In conclusion, this research work has found that the modified systems perform better than the default systems using standard and default CMU Sphinx 3 setup. Therefore, it is advisable to try different combinations of parameters in order to identify the best combination that is more suitable to the data used in order to obtain better performance.

Speaker independence and text independence are highly achieved and witnessed in this research work. If we refer to Table 9, we can see that for the same speakers with different sentences (speakers dependent with text independent), the systems obtain an average WER of 7.64%, whereas for different speakers with different sentences (speakers independent with text independent) they obtain an average WER of 7.82%. This is important due to the fact that ASR systems must adhere to the differences between speakers. Obviously not all potential users can be used in training, therefore, the systems must be able to adapt to users who are not being used in training the systems. In this research work, as more data to train the systems is added, it is realized that the systems become more speakers and text independent, and they could perform similar to those speakers used in training the systems.

During this research work using about 39.28 h of training speech data, the acoustic model is based on 64 Gaussian mixture distributions and the state distributions are tied to 350 senones. Using three different data sets, this work obtains 7.64% average WER for the same speakers with different sentences (speakers dependent with text independent). For different speakers with same sentences (speakers independent with text dependent), this work obtains 2.22% average WER, whereas for different speakers with different sentences (speakers independent with text independent) this work obtains 7.82% average WER.

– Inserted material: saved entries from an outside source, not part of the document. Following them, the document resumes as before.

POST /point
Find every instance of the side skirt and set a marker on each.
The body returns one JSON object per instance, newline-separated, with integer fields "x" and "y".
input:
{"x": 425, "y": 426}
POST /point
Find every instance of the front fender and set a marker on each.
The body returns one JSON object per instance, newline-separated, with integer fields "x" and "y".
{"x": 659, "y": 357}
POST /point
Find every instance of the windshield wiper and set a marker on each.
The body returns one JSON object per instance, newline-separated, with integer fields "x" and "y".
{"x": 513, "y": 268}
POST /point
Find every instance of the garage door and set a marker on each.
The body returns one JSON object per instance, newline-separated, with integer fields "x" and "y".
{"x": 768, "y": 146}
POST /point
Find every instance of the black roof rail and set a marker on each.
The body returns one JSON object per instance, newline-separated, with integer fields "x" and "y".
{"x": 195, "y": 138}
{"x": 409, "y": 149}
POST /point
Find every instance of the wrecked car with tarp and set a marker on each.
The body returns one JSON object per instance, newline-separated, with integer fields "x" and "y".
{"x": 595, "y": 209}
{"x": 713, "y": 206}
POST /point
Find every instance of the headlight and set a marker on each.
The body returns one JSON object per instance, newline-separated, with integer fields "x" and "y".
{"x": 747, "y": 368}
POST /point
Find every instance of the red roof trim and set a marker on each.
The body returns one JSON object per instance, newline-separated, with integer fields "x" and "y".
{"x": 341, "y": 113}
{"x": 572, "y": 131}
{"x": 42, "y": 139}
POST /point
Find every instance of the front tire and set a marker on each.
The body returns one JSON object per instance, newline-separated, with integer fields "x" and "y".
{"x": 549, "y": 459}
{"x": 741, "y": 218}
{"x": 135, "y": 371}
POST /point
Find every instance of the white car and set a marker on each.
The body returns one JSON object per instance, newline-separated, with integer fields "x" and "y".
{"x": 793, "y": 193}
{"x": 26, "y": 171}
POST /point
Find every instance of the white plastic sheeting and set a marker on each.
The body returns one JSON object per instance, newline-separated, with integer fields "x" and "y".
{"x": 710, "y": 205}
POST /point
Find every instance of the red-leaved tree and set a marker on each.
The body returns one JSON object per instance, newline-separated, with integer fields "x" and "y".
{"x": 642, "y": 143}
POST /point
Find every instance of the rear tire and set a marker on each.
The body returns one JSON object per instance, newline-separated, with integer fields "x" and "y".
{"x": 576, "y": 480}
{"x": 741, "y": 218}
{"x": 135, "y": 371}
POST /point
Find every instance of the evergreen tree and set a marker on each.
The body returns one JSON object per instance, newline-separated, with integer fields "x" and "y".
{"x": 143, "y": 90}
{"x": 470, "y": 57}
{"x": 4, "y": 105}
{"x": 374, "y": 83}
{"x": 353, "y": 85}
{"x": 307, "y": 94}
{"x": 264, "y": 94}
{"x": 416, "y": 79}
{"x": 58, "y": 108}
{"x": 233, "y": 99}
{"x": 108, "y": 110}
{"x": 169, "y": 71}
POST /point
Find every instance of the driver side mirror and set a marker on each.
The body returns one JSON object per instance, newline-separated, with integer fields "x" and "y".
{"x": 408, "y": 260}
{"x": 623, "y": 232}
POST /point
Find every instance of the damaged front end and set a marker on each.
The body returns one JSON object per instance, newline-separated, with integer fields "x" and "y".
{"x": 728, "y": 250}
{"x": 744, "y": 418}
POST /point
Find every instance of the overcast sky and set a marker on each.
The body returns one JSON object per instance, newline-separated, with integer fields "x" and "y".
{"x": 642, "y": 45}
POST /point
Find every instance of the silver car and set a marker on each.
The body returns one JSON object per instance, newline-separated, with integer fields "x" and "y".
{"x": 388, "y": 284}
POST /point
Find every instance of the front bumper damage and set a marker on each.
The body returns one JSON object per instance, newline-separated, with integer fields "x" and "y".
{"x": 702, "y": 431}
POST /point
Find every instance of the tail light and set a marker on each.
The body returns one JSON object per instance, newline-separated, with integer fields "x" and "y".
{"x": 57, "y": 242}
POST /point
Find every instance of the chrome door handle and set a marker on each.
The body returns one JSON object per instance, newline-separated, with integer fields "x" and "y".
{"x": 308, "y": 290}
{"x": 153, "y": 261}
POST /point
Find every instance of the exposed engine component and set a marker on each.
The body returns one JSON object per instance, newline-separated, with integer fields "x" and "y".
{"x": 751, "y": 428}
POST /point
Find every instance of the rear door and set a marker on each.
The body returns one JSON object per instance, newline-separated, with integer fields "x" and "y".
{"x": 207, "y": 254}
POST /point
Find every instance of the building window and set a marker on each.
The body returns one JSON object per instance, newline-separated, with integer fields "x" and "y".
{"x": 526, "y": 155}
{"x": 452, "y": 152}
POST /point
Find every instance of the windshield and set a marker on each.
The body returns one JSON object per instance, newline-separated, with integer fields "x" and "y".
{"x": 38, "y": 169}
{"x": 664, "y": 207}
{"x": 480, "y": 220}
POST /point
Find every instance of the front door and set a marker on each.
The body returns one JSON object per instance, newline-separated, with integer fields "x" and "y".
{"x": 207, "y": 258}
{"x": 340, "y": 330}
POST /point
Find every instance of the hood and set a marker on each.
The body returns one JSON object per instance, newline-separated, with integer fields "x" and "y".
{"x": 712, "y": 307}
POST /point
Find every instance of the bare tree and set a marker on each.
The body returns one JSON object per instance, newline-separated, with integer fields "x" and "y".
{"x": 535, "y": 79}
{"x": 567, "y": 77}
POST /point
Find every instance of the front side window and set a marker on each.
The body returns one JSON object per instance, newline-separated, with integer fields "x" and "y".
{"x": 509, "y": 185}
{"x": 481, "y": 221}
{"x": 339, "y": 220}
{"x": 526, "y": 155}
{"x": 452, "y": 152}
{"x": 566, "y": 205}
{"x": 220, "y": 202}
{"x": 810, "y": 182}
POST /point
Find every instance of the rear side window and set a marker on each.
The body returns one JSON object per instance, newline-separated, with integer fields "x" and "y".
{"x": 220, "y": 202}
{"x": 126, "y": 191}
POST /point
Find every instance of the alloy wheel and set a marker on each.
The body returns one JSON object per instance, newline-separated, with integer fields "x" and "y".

It is important to highlight that the phonetically rich and balanced MSA speech corpus is able to have positive impact on the performance of TAMEEM V1.0 speaker independent, text independent, large vocabulary, automatic, and continuous speech recognizer for Arabic language. This is due to its uniqueness compared to other speech corpora such as broadcast news corpora, since participating speakers have fair distribution of age and gender, vary in terms of educational backgrounds, belong to various native Arabic speaking countries, and belong to the three major regions where Arabic native speakers are situated. This speech corpus can be used for Arabic speech-based applications including speaker recognition and text-to-speech synthesis, covering different research needs. Throughout this research work, the size of training data is noticed to play a crucial role in achieving better performance for TAMEEM V1.0 recognizer.

Finally, this paper reported the research work towards developing TAMEEM V1.0 recognize, which is a high performance Arabic speaker independent, text independent, large vocabulary, automatic, and continuous speech recognition system based on an in-house developed phonetically rich and balanced MSA speech corpus. Experimental results were also reported in detail showing that the developed TAMEEM V1.0 recognizer is truly speakers and text independent, and is highly comparable and better than many reported Arabic ASR research efforts as investigated in the literature review.